Using CROSS APPLY & OUTER APPLY operators with UDFs, Derived tables & XML data
In my previous posts CROSS APPLY vs OUTER APPLY I discussed on the same topic, but didn’t covered much on examples. Here we will see more examples on using APPLY operators, their workarounds and performance.
>> Using APPLY operator with User Define Functions:
USE [AdventureWorks] GO -- Create an "Inline Table-valued Function" that returns Sales Details of a Contact (Customer): CREATE FUNCTION [dbo].[ufnGetSalesInfo](@ContactID int) RETURNS TABLE AS RETURN ( SELECT SalesOrderID, OrderDate, PurchaseOrderNumber, AccountNumber, CustomerID, TotalDue FROM Sales.SalesOrderHeader WHERE ContactID = @ContactID ) GO -- We can use this function with SELECT FROM statement like we do for a table: SELECT * FROM [dbo].[ufnGetSalesInfo](100)
Here, we cannot provide multiple IDs or any variable to make it work for multiple or dynamic Contacts.
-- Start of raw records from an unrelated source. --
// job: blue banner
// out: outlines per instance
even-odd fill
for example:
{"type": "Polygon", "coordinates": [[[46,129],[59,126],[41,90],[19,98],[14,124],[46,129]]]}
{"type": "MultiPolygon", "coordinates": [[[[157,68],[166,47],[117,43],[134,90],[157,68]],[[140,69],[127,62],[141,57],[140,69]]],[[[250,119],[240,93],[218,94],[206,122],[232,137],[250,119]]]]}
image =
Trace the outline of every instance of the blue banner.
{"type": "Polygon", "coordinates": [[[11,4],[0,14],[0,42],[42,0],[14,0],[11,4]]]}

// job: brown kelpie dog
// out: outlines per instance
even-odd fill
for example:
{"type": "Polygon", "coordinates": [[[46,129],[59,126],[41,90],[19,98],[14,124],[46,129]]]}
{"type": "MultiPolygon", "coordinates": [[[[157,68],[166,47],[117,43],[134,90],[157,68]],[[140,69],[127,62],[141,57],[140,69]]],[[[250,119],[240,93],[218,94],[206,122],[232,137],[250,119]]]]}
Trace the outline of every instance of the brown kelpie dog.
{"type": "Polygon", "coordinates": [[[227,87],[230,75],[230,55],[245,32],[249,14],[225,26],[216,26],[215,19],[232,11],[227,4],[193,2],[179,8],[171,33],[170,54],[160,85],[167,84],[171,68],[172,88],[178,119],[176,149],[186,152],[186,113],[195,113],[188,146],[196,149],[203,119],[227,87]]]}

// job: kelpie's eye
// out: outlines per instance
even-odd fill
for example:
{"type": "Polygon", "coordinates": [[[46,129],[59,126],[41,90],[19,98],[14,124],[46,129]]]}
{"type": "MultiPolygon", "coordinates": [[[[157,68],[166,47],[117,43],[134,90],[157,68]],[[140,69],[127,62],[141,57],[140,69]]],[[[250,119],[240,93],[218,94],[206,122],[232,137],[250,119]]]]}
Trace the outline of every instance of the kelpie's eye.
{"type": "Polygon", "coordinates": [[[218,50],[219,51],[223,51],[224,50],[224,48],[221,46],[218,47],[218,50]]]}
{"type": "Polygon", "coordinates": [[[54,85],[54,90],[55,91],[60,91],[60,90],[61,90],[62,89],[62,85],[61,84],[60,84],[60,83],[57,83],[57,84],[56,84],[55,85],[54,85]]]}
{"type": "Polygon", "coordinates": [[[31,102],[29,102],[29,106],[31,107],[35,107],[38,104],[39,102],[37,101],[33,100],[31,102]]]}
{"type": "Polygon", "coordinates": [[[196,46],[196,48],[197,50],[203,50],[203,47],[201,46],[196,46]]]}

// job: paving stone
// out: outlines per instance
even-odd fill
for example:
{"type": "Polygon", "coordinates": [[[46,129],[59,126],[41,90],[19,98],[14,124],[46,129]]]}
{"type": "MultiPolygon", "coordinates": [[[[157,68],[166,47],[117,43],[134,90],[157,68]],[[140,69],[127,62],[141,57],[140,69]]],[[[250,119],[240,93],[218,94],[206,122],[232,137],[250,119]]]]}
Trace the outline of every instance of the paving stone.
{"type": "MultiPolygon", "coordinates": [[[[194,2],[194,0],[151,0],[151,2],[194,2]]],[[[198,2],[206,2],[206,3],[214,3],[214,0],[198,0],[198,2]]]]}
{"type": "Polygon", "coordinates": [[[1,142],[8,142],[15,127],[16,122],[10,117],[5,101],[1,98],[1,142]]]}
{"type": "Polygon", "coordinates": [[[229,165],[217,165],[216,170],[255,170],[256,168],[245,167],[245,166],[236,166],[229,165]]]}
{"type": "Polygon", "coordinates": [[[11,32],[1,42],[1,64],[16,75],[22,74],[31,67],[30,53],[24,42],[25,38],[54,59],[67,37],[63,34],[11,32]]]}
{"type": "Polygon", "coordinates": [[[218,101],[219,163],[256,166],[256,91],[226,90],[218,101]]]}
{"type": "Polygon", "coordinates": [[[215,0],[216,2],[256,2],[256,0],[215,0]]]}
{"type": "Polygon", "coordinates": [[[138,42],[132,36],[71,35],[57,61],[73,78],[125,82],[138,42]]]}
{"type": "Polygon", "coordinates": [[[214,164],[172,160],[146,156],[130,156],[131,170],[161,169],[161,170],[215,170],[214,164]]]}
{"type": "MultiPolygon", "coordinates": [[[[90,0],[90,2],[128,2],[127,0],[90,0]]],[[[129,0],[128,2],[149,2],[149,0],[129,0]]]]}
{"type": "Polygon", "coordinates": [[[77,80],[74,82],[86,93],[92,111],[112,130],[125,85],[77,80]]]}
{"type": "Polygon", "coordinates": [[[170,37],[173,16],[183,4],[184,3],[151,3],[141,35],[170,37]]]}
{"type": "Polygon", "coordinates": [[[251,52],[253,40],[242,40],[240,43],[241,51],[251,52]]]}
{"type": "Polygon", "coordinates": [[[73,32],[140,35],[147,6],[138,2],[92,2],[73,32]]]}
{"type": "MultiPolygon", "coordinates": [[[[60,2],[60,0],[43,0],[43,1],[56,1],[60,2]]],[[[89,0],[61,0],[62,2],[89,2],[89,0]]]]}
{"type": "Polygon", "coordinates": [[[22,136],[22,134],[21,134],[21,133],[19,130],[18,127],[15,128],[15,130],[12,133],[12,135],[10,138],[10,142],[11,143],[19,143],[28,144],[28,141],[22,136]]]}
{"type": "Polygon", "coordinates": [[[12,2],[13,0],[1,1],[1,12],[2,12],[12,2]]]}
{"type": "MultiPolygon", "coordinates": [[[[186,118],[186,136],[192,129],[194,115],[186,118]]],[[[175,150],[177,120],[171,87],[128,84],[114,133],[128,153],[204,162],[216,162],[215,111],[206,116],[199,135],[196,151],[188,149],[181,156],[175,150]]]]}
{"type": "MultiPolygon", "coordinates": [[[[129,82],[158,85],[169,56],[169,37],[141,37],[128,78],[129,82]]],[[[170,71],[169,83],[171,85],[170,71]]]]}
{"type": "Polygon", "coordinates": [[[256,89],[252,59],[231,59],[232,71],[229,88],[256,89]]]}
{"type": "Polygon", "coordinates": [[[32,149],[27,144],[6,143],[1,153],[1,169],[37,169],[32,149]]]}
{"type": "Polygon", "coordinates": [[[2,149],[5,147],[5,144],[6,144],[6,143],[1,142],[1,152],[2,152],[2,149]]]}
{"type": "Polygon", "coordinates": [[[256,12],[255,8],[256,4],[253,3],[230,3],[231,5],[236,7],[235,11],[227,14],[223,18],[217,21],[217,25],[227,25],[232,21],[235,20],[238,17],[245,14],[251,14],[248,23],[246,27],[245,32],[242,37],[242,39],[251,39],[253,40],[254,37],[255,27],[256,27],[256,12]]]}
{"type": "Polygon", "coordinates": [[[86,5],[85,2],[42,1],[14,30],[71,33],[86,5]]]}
To return Sales details for multiple Customers we need to JOIN it with Contacts table, but JOINS are now allowed with UFDs, they only work with Tables/Views.
So to JOIN a UDF with a TABLE we need an APPLY operator, check examples below:
-- CROSS APPLY acts as INNER JOIN & will return only matching rows, returns 513 rows: SELECT con.ContactID, con.FirstName, con.LastName, con.EmailAddress, con.Phone, x.* FROM Person.Contact con CROSS APPLY [dbo].[ufnGetSalesInfo](con.ContactID) x WHERE con.ContactID <= 100 -- OUTER APPLY acts as OUTER LEFT JOIN & will return all matching & non-matching rows, returns 529 rows: SELECT con.ContactID, con.FirstName, con.LastName, con.EmailAddress, con.Phone, x.* FROM Person.Contact con OUTER APPLY [dbo].[ufnGetSalesInfo](con.ContactID) x WHERE con.ContactID <= 100 -- Final Cleanup DROP FUNCTION [dbo].[ufnGetSalesInfo] GO
>> Using APPLY operator with Derived tables:
[Scenario]: Pull upto 5 Sales Orders for each Contact (Customer):
This is not possible with JOINS, because the condition to SELECT max 5 Orders is applied after the JOIN is made, we need to add the condition before JOIN. Using APPLY operator we can do this, let’s see how:
-- With Derived Table: SELECT con.ContactID, con.FirstName, con.LastName, con.EmailAddress, con.Phone, x.* FROM Person.Contact con CROSS APPLY (SELECT TOP 5 SalesOrderID, OrderDate, PurchaseOrderNumber, AccountNumber, CustomerID, TotalDue FROM Sales.SalesOrderHeader soh WHERE soh.ContactID = con.ContactID) x WHERE con.ContactID <= 100 -- We can also write the above query by using ROW_NUMBER() function & JOINs instead of the APPLY operator: ;WITH CTE AS ( SELECT SalesOrderID, OrderDate, PurchaseOrderNumber, AccountNumber, ContactID, TotalDue, ROW_NUMBER() OVER(PARTITION BY ContactID ORDER BY ContactID, SalesOrderID) AS ROWNUM FROM Sales.SalesOrderHeader) SELECT con.ContactID, con.FirstName, con.LastName, con.EmailAddress, con.Phone, CTE.* FROM Person.Contact con JOIN CTE cte ON cte.ContactID = con.ContactID WHERE con.ContactID <= 100 AND cte.ROWNUM <= 5 GO
Both of these queries do the same task. So to check which one is more optimized we can check the cost of each query in the batch. So the cost of query using APPLY operator is 84% and query using ROW_NUMBER & JOIN is 16%. Hence the second approach is much more performant & should be considered.
>> Using APPLY operator with XML data:
APPLY operators can also we used with XML data when there is a need to query parent/child nodes, check my previous blog post on this topic.
Is it true that both of the queries that you explained in the end do the exact same task? I was not able to test both of the queries since I do not have the Person.Contact table. It seems to me that, in the first query, “SELECT TOP 5” selects 5 random “SalesOrderID, OrderDate, …” while, in the second query, “SELECT con.ContactID, con.FirstName, …, ROW_NUMBER() OVER(PARTITION BY ContactID ORDER BY ContactID, SalesOrderID)” selects the SalesOrderID’s in ascending order for each ContactID. Then, the next SELECT statement chooses the ContactID’s on the condition that the number of rows for each ContactID must be limited to 5. I believe that the first query does not care if more than 5 rows in the Sales.SalesOrderHeader table matches a row in the Person.Contact table based on their ContactID’s, but the second query does.
“but JOINS are now allowed with UFDs” – should that be “not” instead of “now”? Thanks!